Altra nota positiva? Non lo so quanto. Sono molto eccitata e felice, ma allo stesso tempo nervosa e sommersa dagli impegni. Lavoro tutto il giorno e poi la sera insegno. Mi devo praticamente fare il programma da sola, devo inventarmi tutti i test e devo creare gli esami di mezzo semestre e gli esami finali. Sembra che il tempo non sia mai abbastanza. Ma ho una bella classe. Ho 25 alunni e sono tutti interessati ad imparare e partecipano attivamente alla lezione, anche se la classe e' di sera. Sembra che stia maneggiando abbastanza bene a tenerla interessante e apparentemente pure divertente. Almeno restano svegli. Ogni tanto mi portano da mangiare. Una sera hanno portate 3 dolci alla cannella. Un'altra sera hanno portato formaggio, salumi, olive nere e verdi, pane. Dopo la lezione finiamo sempre a mangiare e pensando finiamo alle 7:20 non e' male l'avere qualcosa da mettere sotto i denti.
La neve anche quest'anno non si e' fatta corteggiare. Infatti ne abbiamo avuta talmente tanta che siamo veramenti stanchi di spalarla. Vi faro' vedere le foto dei banchi che sono piu' alti di me.
D. e' in contatto con degli allenatori e nelle ultime due settimane ha visitato due scuole i cui allenatori hanno dimostrato interesee per lui. Una e' West Point e l'altra e' l'universita' di Harford. Tutte e due sono scuole D1 (equivalente alla serie A per il livello universitario). West Point ha attrezzature di prima classe e tratta gli atleti con i guanti di velluto. Il problema e' che a parte quello non hanno nessuna liberta' e sono costretti a stare a scuola, senza neanche essere autorizzati ad uscire per tutto il primo semestre. L'allenatore si e' gloriato di avere l'unico McDonald al mondo che consegna a domicilio. Seriamente, devono farlo se vogliono vendere. Il locale e' a cento metri dall'entrata della scuola, ma fuori. Se vogliono vendere l'unica opzioni e' consegnare a domicilio dato che i cadetti non possono uscire.

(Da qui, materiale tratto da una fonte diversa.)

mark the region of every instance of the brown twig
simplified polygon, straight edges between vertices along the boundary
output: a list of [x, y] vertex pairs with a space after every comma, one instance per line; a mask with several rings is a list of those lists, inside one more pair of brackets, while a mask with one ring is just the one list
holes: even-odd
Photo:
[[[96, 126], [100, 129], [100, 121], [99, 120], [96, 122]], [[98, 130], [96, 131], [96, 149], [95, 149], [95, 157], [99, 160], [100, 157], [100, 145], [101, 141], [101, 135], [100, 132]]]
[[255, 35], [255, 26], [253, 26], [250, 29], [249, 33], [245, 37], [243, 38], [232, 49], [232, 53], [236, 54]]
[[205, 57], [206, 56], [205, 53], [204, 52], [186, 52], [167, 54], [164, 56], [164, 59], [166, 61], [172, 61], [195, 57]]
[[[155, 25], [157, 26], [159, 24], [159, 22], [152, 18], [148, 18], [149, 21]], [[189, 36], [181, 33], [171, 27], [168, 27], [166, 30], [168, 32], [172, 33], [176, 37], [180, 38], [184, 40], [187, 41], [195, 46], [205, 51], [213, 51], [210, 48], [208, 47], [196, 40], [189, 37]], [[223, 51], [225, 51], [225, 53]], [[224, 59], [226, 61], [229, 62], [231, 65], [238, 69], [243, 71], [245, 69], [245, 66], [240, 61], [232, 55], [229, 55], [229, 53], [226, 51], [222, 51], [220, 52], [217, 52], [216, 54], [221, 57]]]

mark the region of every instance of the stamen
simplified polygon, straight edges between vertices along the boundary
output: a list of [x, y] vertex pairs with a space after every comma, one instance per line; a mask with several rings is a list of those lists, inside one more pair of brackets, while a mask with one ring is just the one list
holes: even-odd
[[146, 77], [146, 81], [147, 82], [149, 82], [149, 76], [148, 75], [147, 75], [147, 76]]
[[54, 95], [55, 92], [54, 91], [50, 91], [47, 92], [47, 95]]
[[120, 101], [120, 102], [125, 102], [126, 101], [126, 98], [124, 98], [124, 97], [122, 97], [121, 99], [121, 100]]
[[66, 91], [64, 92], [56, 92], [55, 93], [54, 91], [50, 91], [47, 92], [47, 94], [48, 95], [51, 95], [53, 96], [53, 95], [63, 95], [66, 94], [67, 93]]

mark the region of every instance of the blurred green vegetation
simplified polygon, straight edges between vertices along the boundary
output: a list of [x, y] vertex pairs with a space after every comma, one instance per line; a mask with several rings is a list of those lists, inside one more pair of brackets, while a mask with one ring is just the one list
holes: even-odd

Harford non ha le attrezzature allo stesso livello ma almeno se volgiono uscire a mangiare una pizza non li ferma nessuno. I dormitori erano decenti a Harford. Vediamo come vanno le cose. Ha ancora tempo per decidere. Chi lo sa, altri allenatori potrebbero vederlo e richiederlo. Per il momento ha due opzioni.
Per ora e' tutto, o forse sono stanca e non riesco a ricordare piu' se sono successe altre cose. Senza promesse cerchero' di scrivere piu' spesso. Spero che tutti stiate bene e che la vita vada bene.
Oh, mi e' venuta in mente un'altra cosa. Cerchero' di venire in Italia quest'anno, almeno per una settimana. Probabilmente, se tutto va secondo i piani, sara' in agosto.